Мы с мужем молча смотрели на него, ожидая объяснений.
- Этот телефон мне сразу запомнился, когда я просматривал вместе с другими ее бумагами записную книжечку Урсулы Егги. Еще помогло мне его запомнить то, что возле этого номера почему-то не было записано никакой фамилии. Я проверил, у кого установлен этот телефон, и он никаких подозрений у меня не вызвал. Ведь у медиков между собой могут быть и деловые, и всякие интимные отношения. И если они друг друга хорошо знают, зачем записывать имя и фамилию приятеля, их не забудешь и так...
- Это телефон Вальтера Федершпиля? - спросил Морис.
Комиссар кивнул.
- Значит, он ее тоже гипнотизировал? По какому поводу?
- Это нам предстоит узнать. Пока мы установили, что она тоже имела с ним дело, как и Петер Гросс. И теперь я вижу, как глупо ошибся, не заинтересовавшись тогда этим Федершпилем, - комиссар с досадой хлопнул широкой ладонью по столу. - Искал ложку, а она у меня в руке была. Меня загипнотизировало, что он тоже медик, коллега Урсулы. А искал каких-либо ее подозрительных связей с посторонними лицами. Мало ли врачей и медицинских сестер упоминалось в ее записной книжке! Меня заинтересовало, почему возле такого запоминающегося номера не оказалось никакой фамилии. Но истолковал я это неверно. Посчитал, будто с Федершпилем у них была какая-то интрижка, потому она и записала лишь номер его телефона, не желая упоминать фамилию.
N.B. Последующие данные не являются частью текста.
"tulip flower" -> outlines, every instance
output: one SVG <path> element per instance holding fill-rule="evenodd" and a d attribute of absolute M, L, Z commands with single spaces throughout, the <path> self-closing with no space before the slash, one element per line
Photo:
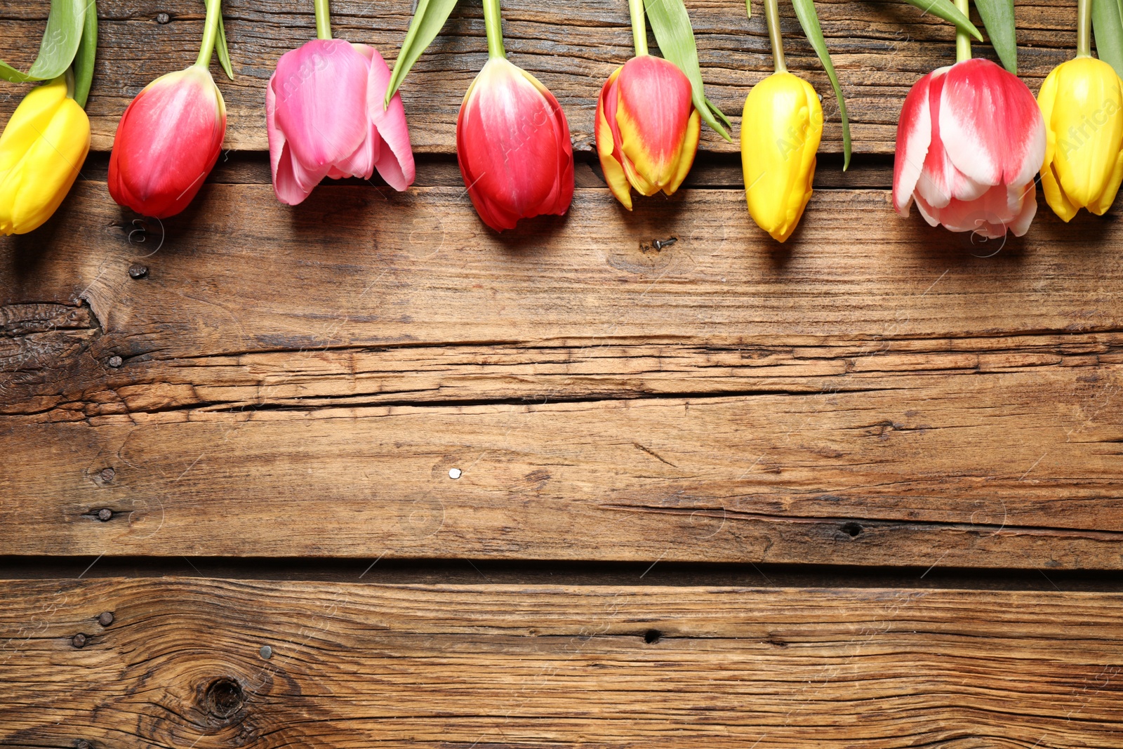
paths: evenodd
<path fill-rule="evenodd" d="M 1041 188 L 1065 221 L 1081 208 L 1111 208 L 1123 181 L 1123 81 L 1092 56 L 1090 8 L 1079 0 L 1076 58 L 1049 73 L 1038 93 L 1046 122 Z"/>
<path fill-rule="evenodd" d="M 399 94 L 383 104 L 390 68 L 377 49 L 332 39 L 327 2 L 316 3 L 319 38 L 286 52 L 265 92 L 277 200 L 302 202 L 323 177 L 413 183 L 413 152 Z"/>
<path fill-rule="evenodd" d="M 90 119 L 67 76 L 33 89 L 0 135 L 0 235 L 27 234 L 58 208 L 90 150 Z"/>
<path fill-rule="evenodd" d="M 631 189 L 673 194 L 699 148 L 702 118 L 691 81 L 647 54 L 642 0 L 629 0 L 636 56 L 609 76 L 596 100 L 596 153 L 609 189 L 632 209 Z"/>
<path fill-rule="evenodd" d="M 207 26 L 195 64 L 145 86 L 117 125 L 109 194 L 137 213 L 164 219 L 181 212 L 222 149 L 226 104 L 208 70 L 220 4 L 207 0 Z"/>
<path fill-rule="evenodd" d="M 811 199 L 823 108 L 811 84 L 787 72 L 776 0 L 766 0 L 765 16 L 776 72 L 745 99 L 741 167 L 749 216 L 782 243 L 795 231 Z"/>
<path fill-rule="evenodd" d="M 967 36 L 957 36 L 959 62 L 929 73 L 905 97 L 893 205 L 909 216 L 915 200 L 924 220 L 951 231 L 997 239 L 1008 229 L 1021 237 L 1038 209 L 1041 110 L 1016 75 L 971 60 Z"/>
<path fill-rule="evenodd" d="M 480 218 L 502 231 L 569 210 L 573 145 L 554 94 L 506 61 L 499 0 L 484 0 L 484 21 L 489 60 L 460 104 L 456 158 Z"/>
А на самом деде, конечно, все обстояло как раз наоборот: Урсула записала номер телефона, узнав его впервые, механически, услышав от кого-то или вычитав в рекламном объявлении и не подумав, что он и так легко запоминается. А потом уже забыла вычеркнуть. Фамилию же записывать не стала потому, что не хотела, чтобы кто-нибудь узнал о ее интересе к этому Федершпилю. Как с точки зрения психологии? - повернулся он к Морису.